In most circumstances company paid sick time is adequate when an employee gets sick, however, occasionally extenuating circumstances occur and more time is necessary. In these situations, the Family Medical Leave Act (FMLA) can be enabled.
Taking effect in 1993, FMLA was created to balance work and life when medical need arises. FMLA can be a complicated concept, but understanding the core points can help you understand, use and implement FMLA when then need occurs.
Employees are entitled to take up to 12 weeks off of unpaid leave during a 12-month period if they have been working for the company for at least 12 months prior to requesting the leave, and if they have worked at least 1,250 hours over that period. Employees may take this leave for their own serious medical condition, or to take care of an immediate family member who has a serious health condition. According to federal law, immediate family members are parents, spouses, and children. Some states offer additional coverage for domestic partners, parent-in-laws, siblings, and grandparents. Additionally, FMLA may also be used for “birth and bonding:” extended parental leave for the birth or adoption, or bonding with a new foster child.

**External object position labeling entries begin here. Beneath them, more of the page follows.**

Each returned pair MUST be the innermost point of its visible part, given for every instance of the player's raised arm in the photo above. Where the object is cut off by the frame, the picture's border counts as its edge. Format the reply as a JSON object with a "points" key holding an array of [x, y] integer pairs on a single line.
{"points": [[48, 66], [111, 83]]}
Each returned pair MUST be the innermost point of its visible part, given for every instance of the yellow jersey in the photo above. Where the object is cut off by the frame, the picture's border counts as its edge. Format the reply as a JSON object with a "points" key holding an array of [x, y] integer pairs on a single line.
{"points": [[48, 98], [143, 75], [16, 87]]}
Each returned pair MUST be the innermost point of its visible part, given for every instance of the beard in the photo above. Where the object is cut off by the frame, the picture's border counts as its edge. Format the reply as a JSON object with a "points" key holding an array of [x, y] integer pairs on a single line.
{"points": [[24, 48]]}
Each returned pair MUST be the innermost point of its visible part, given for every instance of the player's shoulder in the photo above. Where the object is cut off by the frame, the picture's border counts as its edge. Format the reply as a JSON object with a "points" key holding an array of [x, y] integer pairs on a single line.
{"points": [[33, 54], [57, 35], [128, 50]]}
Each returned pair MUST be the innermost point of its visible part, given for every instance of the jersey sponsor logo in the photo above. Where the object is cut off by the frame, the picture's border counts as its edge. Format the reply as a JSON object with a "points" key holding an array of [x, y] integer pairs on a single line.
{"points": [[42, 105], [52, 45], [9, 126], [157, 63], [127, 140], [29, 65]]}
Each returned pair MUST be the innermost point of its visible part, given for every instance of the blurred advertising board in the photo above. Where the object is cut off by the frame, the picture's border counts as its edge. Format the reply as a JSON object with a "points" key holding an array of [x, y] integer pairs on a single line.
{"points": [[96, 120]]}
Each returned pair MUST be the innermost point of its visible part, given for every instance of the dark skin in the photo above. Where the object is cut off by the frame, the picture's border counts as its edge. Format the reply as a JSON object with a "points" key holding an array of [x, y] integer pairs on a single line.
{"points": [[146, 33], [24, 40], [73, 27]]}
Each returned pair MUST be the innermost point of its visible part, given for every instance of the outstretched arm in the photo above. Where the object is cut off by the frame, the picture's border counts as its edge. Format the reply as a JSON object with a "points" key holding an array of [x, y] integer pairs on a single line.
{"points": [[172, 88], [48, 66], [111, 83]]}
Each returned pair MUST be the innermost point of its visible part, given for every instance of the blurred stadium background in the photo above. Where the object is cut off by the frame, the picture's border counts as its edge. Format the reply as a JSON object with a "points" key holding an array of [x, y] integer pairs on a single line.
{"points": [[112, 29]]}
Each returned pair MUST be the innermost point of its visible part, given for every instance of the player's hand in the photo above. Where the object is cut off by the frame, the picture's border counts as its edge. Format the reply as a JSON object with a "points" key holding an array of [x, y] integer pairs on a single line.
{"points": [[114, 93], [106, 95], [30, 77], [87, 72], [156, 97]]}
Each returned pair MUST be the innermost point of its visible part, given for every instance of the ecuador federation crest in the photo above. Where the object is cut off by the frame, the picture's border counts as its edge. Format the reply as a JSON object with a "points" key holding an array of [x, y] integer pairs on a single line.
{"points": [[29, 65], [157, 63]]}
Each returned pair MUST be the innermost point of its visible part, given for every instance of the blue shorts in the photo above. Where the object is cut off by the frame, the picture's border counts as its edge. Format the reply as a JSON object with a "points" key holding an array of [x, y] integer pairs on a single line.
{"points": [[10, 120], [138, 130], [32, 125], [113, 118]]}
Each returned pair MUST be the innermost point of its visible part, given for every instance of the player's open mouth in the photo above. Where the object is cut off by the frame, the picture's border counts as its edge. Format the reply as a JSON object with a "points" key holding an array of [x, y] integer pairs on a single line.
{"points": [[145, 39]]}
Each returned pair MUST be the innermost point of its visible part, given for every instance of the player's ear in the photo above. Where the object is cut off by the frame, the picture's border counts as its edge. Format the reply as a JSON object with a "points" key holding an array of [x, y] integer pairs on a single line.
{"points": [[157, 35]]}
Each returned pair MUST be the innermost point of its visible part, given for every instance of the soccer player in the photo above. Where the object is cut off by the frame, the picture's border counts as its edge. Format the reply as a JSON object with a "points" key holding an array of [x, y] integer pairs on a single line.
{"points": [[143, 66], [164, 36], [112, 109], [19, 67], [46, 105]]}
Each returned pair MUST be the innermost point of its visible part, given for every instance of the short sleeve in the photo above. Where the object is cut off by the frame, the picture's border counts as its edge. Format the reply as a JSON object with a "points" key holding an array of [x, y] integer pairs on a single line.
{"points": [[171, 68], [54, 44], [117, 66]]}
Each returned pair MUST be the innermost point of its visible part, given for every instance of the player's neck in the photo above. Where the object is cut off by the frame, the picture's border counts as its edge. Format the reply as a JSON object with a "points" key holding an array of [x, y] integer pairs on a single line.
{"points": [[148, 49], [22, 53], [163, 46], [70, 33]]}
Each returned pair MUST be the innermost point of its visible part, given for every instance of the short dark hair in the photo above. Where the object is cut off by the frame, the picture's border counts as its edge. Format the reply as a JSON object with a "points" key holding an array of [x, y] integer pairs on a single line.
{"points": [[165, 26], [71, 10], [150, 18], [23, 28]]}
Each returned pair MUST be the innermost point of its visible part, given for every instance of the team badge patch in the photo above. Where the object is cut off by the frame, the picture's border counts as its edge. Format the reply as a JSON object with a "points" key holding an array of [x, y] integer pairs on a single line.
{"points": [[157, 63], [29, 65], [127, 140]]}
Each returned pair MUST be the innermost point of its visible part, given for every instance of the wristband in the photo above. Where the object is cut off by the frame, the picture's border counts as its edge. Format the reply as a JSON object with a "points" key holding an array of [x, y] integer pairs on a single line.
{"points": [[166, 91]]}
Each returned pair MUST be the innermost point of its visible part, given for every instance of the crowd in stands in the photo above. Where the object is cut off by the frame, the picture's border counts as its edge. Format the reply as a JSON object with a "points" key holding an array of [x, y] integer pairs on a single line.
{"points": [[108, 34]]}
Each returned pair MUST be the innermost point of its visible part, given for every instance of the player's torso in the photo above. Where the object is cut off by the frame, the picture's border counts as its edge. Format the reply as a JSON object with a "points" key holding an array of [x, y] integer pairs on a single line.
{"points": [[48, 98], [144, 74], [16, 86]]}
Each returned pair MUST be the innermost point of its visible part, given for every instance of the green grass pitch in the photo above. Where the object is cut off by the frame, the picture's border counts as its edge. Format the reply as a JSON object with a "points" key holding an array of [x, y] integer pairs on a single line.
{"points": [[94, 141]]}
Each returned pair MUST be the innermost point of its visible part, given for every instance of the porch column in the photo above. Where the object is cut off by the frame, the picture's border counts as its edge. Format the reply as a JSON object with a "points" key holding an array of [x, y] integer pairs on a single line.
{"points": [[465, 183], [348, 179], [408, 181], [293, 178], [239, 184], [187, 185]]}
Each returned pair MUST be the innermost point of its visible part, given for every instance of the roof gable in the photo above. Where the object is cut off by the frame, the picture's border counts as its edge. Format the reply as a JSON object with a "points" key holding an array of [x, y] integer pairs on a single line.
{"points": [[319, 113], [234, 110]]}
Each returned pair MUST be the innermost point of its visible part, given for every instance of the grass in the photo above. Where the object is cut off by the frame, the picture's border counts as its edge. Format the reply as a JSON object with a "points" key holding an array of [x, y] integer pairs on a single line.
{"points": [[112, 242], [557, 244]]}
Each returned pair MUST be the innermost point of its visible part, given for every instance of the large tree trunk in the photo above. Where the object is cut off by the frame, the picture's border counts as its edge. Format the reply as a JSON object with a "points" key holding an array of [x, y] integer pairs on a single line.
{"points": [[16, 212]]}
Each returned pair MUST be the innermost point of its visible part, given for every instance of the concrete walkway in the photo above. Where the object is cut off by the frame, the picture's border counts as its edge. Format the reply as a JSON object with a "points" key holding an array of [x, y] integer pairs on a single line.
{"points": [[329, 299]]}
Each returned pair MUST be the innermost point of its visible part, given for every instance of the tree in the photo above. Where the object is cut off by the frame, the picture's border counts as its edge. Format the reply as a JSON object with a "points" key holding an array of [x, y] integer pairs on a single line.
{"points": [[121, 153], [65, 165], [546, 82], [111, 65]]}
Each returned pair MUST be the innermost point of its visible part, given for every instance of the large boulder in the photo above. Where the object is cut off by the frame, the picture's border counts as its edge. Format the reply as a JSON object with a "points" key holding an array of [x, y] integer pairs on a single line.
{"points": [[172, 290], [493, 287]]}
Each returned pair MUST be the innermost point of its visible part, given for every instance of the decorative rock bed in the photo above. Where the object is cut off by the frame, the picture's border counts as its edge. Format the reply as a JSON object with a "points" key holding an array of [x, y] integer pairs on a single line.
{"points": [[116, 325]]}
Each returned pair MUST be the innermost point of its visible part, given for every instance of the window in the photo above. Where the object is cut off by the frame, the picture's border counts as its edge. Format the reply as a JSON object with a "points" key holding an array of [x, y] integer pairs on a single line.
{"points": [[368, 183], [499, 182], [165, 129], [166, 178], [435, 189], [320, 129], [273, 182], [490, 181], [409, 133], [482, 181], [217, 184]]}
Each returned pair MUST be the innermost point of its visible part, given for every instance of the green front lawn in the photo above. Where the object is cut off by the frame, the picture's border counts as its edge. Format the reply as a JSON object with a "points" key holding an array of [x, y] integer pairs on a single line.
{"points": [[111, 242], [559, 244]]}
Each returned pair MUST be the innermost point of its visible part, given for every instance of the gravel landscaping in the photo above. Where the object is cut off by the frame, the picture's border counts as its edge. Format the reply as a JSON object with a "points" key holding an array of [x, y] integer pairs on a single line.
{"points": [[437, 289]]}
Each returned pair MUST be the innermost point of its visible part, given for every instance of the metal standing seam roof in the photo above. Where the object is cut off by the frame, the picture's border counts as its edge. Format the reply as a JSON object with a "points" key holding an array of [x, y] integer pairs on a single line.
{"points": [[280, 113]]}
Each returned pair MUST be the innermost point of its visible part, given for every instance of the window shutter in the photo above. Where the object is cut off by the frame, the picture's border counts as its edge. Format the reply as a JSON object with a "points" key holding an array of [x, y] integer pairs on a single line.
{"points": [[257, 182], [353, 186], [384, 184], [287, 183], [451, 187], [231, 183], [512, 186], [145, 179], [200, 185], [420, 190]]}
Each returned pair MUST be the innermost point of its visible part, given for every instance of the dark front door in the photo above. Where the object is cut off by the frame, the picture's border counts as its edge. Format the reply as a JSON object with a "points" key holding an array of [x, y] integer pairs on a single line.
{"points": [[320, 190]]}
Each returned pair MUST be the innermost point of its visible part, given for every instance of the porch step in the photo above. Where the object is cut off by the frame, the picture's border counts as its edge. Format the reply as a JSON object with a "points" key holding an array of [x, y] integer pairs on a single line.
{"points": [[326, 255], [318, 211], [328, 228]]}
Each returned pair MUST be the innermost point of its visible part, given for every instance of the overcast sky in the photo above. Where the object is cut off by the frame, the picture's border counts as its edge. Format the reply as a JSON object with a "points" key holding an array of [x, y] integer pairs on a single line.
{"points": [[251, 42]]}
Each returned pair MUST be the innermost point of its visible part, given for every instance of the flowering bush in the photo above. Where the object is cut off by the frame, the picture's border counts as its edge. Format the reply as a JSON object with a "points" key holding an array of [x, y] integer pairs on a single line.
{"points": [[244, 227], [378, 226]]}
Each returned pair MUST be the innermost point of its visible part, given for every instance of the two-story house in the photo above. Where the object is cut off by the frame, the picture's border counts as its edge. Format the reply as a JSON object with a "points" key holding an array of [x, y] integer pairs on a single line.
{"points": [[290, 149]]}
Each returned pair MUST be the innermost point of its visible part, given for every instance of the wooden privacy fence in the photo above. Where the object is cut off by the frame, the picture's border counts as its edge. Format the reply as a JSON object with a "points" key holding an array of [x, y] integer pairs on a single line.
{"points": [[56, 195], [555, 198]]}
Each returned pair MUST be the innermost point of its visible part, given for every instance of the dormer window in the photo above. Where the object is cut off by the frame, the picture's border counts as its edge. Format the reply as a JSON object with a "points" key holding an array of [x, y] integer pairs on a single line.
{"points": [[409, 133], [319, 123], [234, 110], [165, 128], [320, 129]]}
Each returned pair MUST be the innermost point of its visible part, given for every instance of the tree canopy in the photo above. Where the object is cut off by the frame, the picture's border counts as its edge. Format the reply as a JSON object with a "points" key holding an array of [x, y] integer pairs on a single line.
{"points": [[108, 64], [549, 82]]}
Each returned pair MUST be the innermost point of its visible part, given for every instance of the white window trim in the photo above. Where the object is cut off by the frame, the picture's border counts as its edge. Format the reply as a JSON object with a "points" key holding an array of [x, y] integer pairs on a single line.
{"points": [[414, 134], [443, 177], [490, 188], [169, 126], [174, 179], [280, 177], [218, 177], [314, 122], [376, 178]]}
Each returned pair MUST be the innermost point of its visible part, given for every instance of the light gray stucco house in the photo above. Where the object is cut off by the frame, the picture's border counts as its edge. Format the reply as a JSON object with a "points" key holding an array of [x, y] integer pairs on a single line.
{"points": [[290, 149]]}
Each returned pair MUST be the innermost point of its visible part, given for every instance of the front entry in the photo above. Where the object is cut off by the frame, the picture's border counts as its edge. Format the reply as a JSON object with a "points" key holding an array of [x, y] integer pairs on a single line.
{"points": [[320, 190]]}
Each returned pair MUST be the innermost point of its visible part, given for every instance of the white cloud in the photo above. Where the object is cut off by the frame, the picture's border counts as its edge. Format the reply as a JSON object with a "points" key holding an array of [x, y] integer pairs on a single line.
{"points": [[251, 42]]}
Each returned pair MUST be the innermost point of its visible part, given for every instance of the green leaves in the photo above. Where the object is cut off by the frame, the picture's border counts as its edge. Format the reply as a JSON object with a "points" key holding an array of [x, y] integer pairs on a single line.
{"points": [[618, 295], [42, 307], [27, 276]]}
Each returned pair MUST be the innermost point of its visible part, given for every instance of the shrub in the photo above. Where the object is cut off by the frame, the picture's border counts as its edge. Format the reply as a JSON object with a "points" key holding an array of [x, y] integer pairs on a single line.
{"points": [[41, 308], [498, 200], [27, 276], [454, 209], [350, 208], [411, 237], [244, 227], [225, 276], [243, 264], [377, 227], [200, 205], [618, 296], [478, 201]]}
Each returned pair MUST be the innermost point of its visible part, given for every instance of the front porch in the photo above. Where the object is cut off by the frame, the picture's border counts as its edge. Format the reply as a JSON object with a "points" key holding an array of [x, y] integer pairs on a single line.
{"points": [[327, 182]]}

Not only must the employee be eligible for FMLA, but your company must be required to offer it as well. Your company must have at least 50 employees who work within 75 miles of the physical location to fall under the federal FMLA requirements. Many states have similar laws and regulations that overlap with the federal FMLA requirements, so prior to providing leave to employees it is important to find out what laws your state has.
When deciding if FMLA is the appropriate leave for an employee, employers should consider the interpretation of “son“ or “daughter” issued by the Department of Labor under the Family and Medical Leave Act (FMLA). The Administrator’s interpretation gives employees, who care for a child, parental rights to family leave regardless of the legal or biological relationship. The “son” or “daughter” being defined is under Section 101(12) of the FMLA as it applies to an employee standing “in loco parentis” to a child.
The Administrator’s interpretation was issued by Nancy J. Leppink, deputy administrator of the department’s Wage and Hour Division (WHD). The following examples of in loco parentis” were provided in the interpretation.
- An uncle or aunt caring for their young niece or nephew whose parent is on active military duty.
- A grandparent who assumes responsibility for their ill grandchild when their own child is debilitated.
- An employee who intends to share in the parenting of a child with his or her same sex partner and wants to bond with that child.
In addition to the rights granted by the FMLA, Massachusetts employees have the right, under state law, to take time off for parenting and for small necessities. Under Massachusetts Maternity and Adoption Leave, employers with at least six employees must give eligible employees up to eight weeks off for the birth or adoption of a child. Additionally, under the Massachusetts Small Necessities Law, Employers with at least 50 employees must give eligible employees up to 24 hours of leave in any 12-month period to:
- Participate in school activities directly related to the educational advancement of the employee’s child, such as parent-teacher conferences or interviewing for a new school.
- Accompany the child to routine medical or dental appointments.
- Accompany an elderly relative (one who is related to the employee by blood or marriage and is at least 60 years old) to routine medical or dental appointments or appointments for other professional services relating to the relative’s care.
If your company is required to provide FMLA and an employee requests leave, have them provide proof of the serious medical condition. Employers are not required by law to request proof, but are entitled to ask. The Department of Labor states that employers should request certification of illness at the time of FMLA request or within five business days. Once you have requested certification, the employee has 15 days to obtain proof. Employers may also contact health care providers for verification. It is important to carefully and accurately document the conditions of the leave including how long, any additional required documentation, and when the employee is expected to return.
Keep in mind that while a job is guaranteed upon return, it may not necessarily be the same job the employee had prior to taking FMLA. According to the Department of Labor website, “an employee must be restored to the employee’s original job, or to an equivalent job with equivalent pay, benefits, and other terms and conditions of employment.”
FMLA administration can be very complicated. There are overlapping laws at both that state and federal level. The information provided is not intended to be a complete guideline on FMLA administration.